Correspondence experiments showing that the large language models tested modestly favor women & non-White candidates

Across models, we found that the LLMs rated synthetic female candidates moderately higher than they did the synthetic male candidates. Models also generally rated synthetic Black, Hispanic, and Asian candidates moderately higher than they did synthetic White candidates, although we found more variation between models, with Mistral’s models exhibiting smaller disparities.

Our correspondence experiments suggest that the models’ perceptions of race and gender influence algorithmic candidate assessments, at least to some degree. At each hiring threshold—the minimum rating (3, 4, or 5) at which we imagine hiring candidates—race and gender disparities were generally a few percentage points (see Figures S14 and S15 in the Supplemental Material). These disparities were modest but within the typical range identified in recent studies of human recruiters (for an example, see Reference 27). In other words, the LLMs showed a level of bias smaller than but still comparable to what people tasked with identifying the best job applicants in similar experiments often show.

Sensitivity to Prompt Variation & Context

An LLM’s approach to a given task—such as rating job applicants—can be modified and potentially improved by changing the directions the LLM is given. So we repeated our analysis with several variants of the initial prompt—that is, the set of directions we gave an LLM for evaluating our applicants and their suitability for the job. (See the Supplemental Material for more details on the prompt variants investigated.) For simplicity, we ran these robustness tests on only one model, OpenAI’s GPT-3.5, which exhibited approximately average disparities in our primary analysis. Regardless of the prompt used, we found the same general patterns persisted across all variants: a slight bias in favor of women over men and in favor of Hispanic, Black, and Asian applicants over White applicants. (See Figures S3 and S4 in the Supplemental Material.)

We then reran our primary analysis while inputting only an applicant’s résumé into the model, excluding interview transcripts. This variation on our experiment allowed us to gauge a scenario that frequently occurs in real-world settings, when employers must make decisions based on résumés alone. As with the robustness tests, we conducted this analysis on only GPT-3.5, and we again found that women and racial minority applicants received moderately higher scores than did men and White applicants, respectively.

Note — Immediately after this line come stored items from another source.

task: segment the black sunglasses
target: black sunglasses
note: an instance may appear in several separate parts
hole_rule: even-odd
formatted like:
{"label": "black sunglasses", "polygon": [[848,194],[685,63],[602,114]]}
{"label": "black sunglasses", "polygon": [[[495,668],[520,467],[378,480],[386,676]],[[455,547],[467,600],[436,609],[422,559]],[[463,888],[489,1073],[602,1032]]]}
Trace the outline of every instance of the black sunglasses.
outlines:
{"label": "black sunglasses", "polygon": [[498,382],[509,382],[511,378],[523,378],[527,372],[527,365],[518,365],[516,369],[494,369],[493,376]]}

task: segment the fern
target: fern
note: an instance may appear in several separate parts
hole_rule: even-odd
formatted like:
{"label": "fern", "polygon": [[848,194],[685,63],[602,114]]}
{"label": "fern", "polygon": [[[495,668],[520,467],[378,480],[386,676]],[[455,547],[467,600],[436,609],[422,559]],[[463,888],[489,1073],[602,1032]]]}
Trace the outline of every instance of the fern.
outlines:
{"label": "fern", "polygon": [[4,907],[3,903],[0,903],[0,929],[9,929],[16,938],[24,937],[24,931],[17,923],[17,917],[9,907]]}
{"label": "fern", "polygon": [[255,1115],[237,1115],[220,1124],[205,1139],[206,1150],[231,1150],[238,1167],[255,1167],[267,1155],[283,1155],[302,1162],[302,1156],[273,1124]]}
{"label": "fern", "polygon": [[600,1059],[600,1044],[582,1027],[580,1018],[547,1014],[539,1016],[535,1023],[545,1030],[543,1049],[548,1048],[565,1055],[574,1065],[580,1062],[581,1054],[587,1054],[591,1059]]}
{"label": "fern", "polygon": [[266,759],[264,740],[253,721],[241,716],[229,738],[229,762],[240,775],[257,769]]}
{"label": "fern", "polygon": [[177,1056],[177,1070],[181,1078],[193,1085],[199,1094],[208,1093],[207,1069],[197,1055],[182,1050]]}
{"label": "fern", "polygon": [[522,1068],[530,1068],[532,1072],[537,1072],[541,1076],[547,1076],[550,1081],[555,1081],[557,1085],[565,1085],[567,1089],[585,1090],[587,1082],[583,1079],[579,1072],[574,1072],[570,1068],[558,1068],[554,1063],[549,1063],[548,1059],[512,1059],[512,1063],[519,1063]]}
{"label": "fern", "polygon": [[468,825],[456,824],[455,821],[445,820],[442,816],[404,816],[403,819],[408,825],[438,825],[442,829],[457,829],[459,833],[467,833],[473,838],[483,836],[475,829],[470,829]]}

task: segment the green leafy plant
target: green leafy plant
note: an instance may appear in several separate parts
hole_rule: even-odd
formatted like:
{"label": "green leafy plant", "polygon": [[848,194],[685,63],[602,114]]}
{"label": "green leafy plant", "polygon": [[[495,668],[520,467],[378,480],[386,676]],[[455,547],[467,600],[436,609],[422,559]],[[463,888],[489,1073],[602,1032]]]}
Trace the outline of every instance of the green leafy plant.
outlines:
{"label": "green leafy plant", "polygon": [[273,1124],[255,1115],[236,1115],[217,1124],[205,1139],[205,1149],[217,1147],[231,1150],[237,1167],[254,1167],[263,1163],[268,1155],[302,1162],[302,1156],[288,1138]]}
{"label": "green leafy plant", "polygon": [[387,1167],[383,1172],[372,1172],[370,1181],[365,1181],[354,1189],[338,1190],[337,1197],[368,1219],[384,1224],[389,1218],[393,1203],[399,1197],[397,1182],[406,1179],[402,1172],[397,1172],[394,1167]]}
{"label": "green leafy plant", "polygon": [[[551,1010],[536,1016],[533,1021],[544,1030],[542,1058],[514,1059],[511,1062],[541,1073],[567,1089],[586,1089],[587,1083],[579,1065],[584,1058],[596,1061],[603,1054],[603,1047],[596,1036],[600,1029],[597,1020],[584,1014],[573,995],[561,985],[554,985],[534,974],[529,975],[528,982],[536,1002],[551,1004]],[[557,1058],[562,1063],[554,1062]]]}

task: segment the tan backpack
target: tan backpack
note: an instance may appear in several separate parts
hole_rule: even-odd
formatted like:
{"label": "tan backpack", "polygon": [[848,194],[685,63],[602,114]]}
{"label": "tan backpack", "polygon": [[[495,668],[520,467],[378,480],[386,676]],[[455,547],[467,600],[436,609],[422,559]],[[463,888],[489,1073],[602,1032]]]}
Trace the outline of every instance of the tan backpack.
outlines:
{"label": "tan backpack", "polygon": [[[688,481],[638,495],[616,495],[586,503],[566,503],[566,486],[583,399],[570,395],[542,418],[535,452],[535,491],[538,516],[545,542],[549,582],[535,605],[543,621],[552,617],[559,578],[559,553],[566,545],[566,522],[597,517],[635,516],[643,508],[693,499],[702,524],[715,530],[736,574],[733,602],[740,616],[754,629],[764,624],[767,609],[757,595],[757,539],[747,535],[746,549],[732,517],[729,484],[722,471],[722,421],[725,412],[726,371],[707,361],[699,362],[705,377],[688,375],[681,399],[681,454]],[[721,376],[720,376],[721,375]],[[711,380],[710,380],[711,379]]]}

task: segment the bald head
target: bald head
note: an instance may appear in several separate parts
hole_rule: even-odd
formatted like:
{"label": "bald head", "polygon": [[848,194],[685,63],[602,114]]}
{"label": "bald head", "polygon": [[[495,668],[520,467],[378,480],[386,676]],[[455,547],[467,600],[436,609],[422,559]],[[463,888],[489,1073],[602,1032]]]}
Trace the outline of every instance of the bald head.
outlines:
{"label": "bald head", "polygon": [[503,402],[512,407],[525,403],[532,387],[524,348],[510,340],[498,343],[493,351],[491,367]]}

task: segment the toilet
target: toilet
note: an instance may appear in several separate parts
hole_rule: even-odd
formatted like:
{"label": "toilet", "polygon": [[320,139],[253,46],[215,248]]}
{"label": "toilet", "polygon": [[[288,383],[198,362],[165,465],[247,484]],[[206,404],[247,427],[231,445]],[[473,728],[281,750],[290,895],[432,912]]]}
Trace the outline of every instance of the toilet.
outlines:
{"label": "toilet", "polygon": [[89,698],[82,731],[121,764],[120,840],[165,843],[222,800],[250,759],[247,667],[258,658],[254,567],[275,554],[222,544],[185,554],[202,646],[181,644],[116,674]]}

Many LLMs can access virtually encyclopedic knowledge and incorporate this information into their evaluations. For example, in our analysis, the American school district to which our candidates applied is especially racially diverse—a fact known by the LLMs we examined. If a model took this information into account, the diversity might influence its ratings in some way. We therefore ran another analysis on GPT-3.5 in which we replaced all mentions of the district (and the city and state) with the name of a predominately White school district in West Virginia. Once again, we found disparities mirroring our primary results.

Discussion

Our results demonstrate that correspondence experiments can reveal race and gender disparities in LLM outputs. Unlike the commonly used adverse impact ratio analysis, correspondence experiments revealed not only differences in qualifications across groups in the candidate pool but also the effect of race and gender on LLM outputs. These experiments therefore offer policymakers a potentially useful tool for auditing algorithms. The patterns we observed were substantive and robust, persisting across several variations of our study, including changes to the instructions provided to the model and the specific application materials we inputted.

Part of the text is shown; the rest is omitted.